Per Trieste, il 30 aprile e il 5 maggio 1945 rappresentano due momenti distinti e insieme profondamente legati: la speranza della libertà ritrovata e il prezzo drammatico che quella libertà ha richiesto.
Il 30 aprile 1945, i Volontari della Libertà guidati da don Edoardo Marzari, insieme alla Guardia Civica, contribuiscono alla liberazione della città di San Giusto. È un giorno che segna il riscatto, ma anche l’inizio di una fase complessa e dolorosa, nella quale il destino di Trieste rimane incerto.
Pochi giorni dopo, il 5 maggio 1945, la città conosce uno dei suoi momenti più tragici.

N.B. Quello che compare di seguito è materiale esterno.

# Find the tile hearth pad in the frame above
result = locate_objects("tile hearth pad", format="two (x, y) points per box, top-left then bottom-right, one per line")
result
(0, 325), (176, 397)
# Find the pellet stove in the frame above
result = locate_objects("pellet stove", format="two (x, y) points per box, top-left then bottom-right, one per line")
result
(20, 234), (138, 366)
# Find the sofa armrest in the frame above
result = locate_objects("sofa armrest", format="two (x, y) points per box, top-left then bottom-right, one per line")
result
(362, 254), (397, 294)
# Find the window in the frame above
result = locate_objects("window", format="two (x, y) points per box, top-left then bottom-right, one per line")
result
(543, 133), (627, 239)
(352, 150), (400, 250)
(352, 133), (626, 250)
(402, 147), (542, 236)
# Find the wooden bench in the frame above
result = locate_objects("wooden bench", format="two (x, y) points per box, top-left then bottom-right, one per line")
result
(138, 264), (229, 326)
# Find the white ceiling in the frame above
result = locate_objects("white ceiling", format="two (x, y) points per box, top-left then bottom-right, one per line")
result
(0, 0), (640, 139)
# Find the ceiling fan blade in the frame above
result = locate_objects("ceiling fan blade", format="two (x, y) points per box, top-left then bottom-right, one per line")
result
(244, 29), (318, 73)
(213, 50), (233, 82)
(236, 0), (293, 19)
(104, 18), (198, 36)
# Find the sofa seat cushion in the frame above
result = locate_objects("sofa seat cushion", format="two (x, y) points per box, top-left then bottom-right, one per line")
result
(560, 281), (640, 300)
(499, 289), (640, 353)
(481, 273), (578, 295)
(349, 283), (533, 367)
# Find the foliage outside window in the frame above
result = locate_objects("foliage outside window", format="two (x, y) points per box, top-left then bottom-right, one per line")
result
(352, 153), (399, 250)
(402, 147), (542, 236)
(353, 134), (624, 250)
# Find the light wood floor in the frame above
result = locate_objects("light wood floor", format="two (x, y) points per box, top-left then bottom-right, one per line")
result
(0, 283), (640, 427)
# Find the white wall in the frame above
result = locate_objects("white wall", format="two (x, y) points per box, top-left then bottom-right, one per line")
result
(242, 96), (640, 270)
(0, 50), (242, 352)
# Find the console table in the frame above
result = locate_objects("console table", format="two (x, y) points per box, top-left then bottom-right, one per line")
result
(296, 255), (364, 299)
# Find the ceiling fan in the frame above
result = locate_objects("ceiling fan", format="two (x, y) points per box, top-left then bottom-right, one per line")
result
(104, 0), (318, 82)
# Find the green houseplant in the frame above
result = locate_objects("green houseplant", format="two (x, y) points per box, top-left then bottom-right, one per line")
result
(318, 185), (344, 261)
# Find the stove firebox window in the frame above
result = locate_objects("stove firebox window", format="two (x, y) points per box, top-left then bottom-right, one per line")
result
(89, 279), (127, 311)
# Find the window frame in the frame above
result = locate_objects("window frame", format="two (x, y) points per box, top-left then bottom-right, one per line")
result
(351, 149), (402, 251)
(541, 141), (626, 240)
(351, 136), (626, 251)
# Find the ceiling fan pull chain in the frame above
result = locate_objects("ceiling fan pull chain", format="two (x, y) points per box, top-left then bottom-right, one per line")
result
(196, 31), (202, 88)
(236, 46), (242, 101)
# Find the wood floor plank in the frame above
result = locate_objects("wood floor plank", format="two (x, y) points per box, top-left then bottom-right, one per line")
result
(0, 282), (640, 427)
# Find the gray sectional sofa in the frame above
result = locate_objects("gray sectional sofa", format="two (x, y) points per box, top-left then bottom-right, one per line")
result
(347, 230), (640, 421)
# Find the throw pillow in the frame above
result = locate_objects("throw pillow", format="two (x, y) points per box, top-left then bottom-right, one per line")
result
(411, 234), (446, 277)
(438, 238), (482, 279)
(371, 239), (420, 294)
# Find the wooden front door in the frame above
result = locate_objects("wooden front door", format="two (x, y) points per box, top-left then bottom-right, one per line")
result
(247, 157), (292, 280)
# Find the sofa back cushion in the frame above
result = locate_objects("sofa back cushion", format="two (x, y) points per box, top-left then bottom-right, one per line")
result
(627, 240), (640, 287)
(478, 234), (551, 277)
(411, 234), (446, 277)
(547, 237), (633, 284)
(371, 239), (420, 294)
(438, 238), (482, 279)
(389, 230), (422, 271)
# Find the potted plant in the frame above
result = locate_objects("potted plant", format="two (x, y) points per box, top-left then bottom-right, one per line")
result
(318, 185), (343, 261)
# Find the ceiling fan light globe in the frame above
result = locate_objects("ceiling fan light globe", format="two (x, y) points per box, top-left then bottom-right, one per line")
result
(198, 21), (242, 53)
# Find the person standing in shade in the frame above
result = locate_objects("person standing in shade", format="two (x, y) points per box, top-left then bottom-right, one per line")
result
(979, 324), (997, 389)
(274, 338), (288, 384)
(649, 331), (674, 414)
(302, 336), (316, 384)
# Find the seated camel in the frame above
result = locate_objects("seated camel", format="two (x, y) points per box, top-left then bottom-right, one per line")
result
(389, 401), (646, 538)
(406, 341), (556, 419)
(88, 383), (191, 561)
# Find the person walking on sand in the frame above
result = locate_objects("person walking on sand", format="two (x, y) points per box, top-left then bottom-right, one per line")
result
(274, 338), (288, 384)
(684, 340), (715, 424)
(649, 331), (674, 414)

In via Imbriani cadono inermi cittadini, vittime di una violenza che non può essere confusa con la liberazione, ma che ne rappresenta la negazione più profonda.
I nomi di Claudio Burla, Giovanna Drassich, Carlo Murra, Graziano Novelli e Mirano Sancin, insigniti della Medaglia d’Oro al Merito Civile, restano a testimonianza di quel sacrificio.
È tra queste due date che si misura il senso autentico delle parole “Italia e Libertà”: non come slogan, ma come realtà conquistata e difesa, spesso a caro prezzo.
Per questo la Lega Nazionale, insieme al Comune di Trieste e alla Federazione Grigioverde, rinnova anche nel 2026 i momenti di commemorazione:
al Parco della Rimembranza, dove si ricorda la liberazione, e in via Imbriani, dove si rende omaggio ai Caduti.
Non si tratta soltanto di cerimonie, ma di un invito a comprendere — e non soltanto a ricordare — una stagione decisiva della storia cittadina e nazionale.
Perché la memoria, quando è autentica, non divide: illumina.